La plupart des décès est liée à l'épuisement du fait des privations et du travail, ainsi celui de Joseph Herr, mort le 13 juin 1942 aux carrières de Hersbach. Un autre cas révèle la brutalité de l'entrée des internés dans ce camp. Adrien Frechard, tisserand de 18 ans, débarque de Rombach-le-Franc (Haut-Rhin) pour avoir entonné des chansons françaises. Interné début mars 1943, il ne survit pas aux six semaines de cachot réglementaire et décède le 6 avril 1943. Cet épuisement favorise de nombreuses maladies. Le cas le plus documenté est celui de Pierre Ludaescher, mort avant ses 18 ans le 25 décembre 1942, après sept mois d'internement immédiatement suivis de cinq mois de soins à l'hôpital de Mulhouse. Sa mère, Yvonne Ludaescher, également internée, détaille, dans la collecte de témoignages de décembre 1953, les mauvais traitements et maladies ayant entrainé la mort de son fils. Certains décès, concernant souvent de tout jeunes gens, sont trop rapides pour n'être pas suspects. Ainsi Charles Linck, mort le 16 mars 1944 après sept semaines d'internement ou Jules Parmentier, le 22 mars 1944, après deux mois d'internement. Les exemples de Marthe Haller, décédée le 29 mars 1944 à l'hôpital de Mulhouse, le lendemain de sa libération, celui d'Anne Claude, morte le 3 décembre 1943, trois jours après sa libération prouvent aussi la volonté de Buck de masquer la réalité. Neuf personnes, sur 100 cas étudiés, meurent peu de temps après leur libération des suites de mauvais traitements et privations.

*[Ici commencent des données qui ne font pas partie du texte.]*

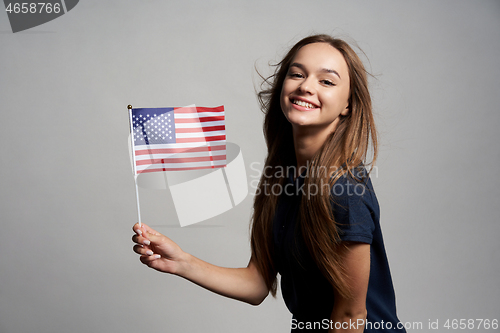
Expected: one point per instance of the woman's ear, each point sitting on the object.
(345, 112)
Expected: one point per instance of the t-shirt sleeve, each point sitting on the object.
(355, 209)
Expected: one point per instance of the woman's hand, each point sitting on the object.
(157, 251)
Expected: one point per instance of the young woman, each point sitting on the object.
(316, 217)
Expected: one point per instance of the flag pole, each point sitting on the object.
(129, 107)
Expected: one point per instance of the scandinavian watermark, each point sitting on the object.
(25, 15)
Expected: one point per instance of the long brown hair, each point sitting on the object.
(344, 150)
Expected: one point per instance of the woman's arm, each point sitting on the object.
(350, 313)
(159, 252)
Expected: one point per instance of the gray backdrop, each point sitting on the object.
(67, 191)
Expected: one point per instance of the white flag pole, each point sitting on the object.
(134, 164)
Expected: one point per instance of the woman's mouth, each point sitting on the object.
(303, 104)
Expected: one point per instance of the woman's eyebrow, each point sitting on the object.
(324, 70)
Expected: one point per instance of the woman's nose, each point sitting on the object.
(306, 87)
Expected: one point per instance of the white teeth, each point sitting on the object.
(304, 104)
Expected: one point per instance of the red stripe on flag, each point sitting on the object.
(198, 109)
(180, 169)
(198, 120)
(200, 129)
(178, 150)
(181, 160)
(205, 139)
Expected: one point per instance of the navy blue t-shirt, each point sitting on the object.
(307, 293)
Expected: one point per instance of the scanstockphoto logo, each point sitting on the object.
(25, 15)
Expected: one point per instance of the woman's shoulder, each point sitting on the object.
(354, 184)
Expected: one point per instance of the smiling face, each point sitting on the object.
(316, 89)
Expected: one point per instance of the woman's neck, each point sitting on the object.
(307, 142)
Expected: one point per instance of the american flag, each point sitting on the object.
(171, 139)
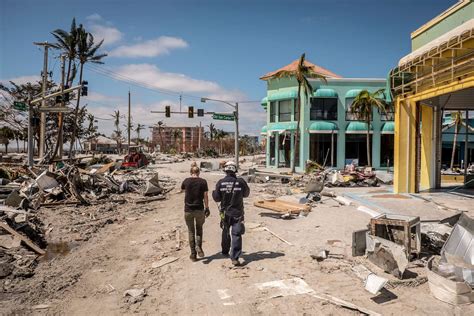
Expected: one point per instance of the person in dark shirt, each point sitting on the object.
(230, 192)
(196, 209)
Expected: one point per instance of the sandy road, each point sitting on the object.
(120, 257)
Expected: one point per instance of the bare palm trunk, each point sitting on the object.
(76, 112)
(455, 139)
(298, 105)
(369, 162)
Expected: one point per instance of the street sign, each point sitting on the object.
(59, 109)
(223, 116)
(20, 106)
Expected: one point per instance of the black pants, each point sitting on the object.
(235, 227)
(194, 220)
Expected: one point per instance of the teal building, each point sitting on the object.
(329, 133)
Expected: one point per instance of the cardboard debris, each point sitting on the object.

La mortalité à Schirmeck, aussi caractéristique de la barbarie nazie soit-elle, ne représente qu'un très faible pourcentage de la masse des internés, sans comparaison possible avec les quelque 50% de déportés résistants décédés dans les camps de concentration. Une histoire détaillée du camp de Schirmeck reste à faire qui permettra notamment d'approfondir les drames individuels et familiaux mais aussi le courage de ces résistants souvent méconnus...


Marie-Claire Allorent, "Mourir au camp de sûreté de Schirmeck" in DVD-ROM La Résistance des Alsaciens, Fondation de la Résistance - AERI, 2016.